Georgia lawmakers seeking to grow the state’s financial technology industry are considering two models that have produced encouraging results: film and manufacturing.
The film industry’s economic impact in Georgia has soared from negligible in 2007, the year before the General Assembly approved generous tax credits to lure film and TV productions here, to $7 billion in fiscal 2016. Passage of legislation in 2013 eliminating the state sales tax on energy used in manufacturing has helped expand factories and retain manufacturing jobs.
The same incentives-based approach is needed now if Georgia is to hold onto a rapidly growing fintech industry that accounts for 30,000 to 40,000 mostly high-paying jobs, H. West Richards, executive director of the American Transaction Processors Coalition, told a legislative study committee at its first meeting Aug. 11.
“This industry is very mobile,” he said. “These jobs can leave.”
Georgia already is a fintech hotbed, third behind California and New York with about 100 companies active here, including six of the 10 largest. Industry leaders with a presence in the state include First Data Corp., Global Payments Inc., NCR Corp., WorldPay US, and Columbus-based TSYS.
More than $40 billion in credit and debit card transactions are processed in Georgia, 60 percent of the world’s total.
Connectivity and mobility are two key advantages to doing business in Atlanta that have helped Georgia attract fintech companies, said Scott Meyerhoff, chief operating officer and chief financial officer for InComm, a major prepaid card provider.

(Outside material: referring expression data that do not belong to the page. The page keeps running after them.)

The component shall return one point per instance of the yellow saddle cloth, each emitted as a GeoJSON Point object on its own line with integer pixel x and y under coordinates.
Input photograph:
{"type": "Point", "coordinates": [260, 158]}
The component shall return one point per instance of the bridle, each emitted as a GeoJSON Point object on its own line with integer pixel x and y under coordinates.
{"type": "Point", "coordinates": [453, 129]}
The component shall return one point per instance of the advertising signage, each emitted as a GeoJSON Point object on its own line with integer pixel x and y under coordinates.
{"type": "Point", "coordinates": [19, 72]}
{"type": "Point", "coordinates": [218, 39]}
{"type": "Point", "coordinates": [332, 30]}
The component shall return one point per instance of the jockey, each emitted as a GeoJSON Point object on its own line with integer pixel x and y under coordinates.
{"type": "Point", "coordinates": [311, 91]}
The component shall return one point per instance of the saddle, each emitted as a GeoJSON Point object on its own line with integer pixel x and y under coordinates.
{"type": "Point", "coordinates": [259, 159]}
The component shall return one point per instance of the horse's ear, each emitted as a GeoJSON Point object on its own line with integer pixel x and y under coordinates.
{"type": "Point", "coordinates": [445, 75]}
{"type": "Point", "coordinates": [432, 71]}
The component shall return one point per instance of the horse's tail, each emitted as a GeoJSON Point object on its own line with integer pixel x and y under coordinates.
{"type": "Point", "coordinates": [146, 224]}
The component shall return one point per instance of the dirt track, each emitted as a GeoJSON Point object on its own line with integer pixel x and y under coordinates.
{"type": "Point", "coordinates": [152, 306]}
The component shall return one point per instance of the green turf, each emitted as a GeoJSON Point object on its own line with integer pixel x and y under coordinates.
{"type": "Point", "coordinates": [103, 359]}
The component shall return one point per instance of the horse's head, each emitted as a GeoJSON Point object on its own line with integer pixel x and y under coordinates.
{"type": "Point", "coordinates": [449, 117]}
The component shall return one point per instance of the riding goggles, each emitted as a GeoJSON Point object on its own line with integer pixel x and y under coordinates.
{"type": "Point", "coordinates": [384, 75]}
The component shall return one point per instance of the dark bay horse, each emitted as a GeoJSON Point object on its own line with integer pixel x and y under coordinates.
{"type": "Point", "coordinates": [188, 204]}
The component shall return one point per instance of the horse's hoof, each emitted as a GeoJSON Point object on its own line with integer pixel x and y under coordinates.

“All the fiber that runs up and down the East Coast runs through Atlanta,” he said. “We can go anywhere around the world in one to two seconds. ... “It’s [also] very easy for us to go down to Hartsfield-Jackson[-Atlanta International Airport] and go anywhere we want to go.”
The study committee, which includes members of the Georgia House of Representatives and state Senate, is expected to consider incentives that could help local fintechs expand and recruit firms to the state. The panel is due to make recommendations by Dec. 1.
Richards called for a tax credit initiative similar to the 30 percent credit geared toward the state’s film and television industry.
“With the right public/private leadership turbo-charged with the right combination of incentives, Atlanta and Georgia have a real shot at emerging on the world stage as one of the great financial technology capitals of the 21st century,” he said.
Richards said other incentives could encourage workforce development, such as university courses and on-the-job training. Such incentives also could include tuition reimbursement, reduced student loan obligations, or shared training costs, he said.
“Georgia’s payments industry hub, which represents the lion’s share of our fintech industry, will be lost if we are unable to innovate fast enough to meet the demands of a digital economy,” Richards said. “Innovation on that scale is no easy task, especially when jobs are going unfilled because people do not know about the industry or are lured away to Silicon Valley, New York City, or growing tech clusters in Austin, [Texas] and Denver.”
Incentives also could help attract corporate innovation centers to Georgia and grow the existing ones. The state’s research institutions, such as Georgia Tech, and its entrepreneurial culture make it a magnet for R&D centers.
Georgia Rep. Ron Stephens, R-Savannah, said he’s considering a different approach that would extend to the fintech industry the exemption from state sales taxes Georgia manufacturers enjoy. Stephens, co-chairman of the study committee, said data centers use a tremendous amount of electricity, power that many competing states don’t tax.
“I want to put them on a level playing field with other states,” he said.
Roy Bowen, president of the Georgia Association of Manufacturers, said eliminating the sales tax on energy has paid dividends for manufacturing companies.
“Look at the flooring companies that have in expanded in northwest Georgia,” he said. “They will certainly point to the sales tax [exemption] on energy used in manufacturing as a factor.”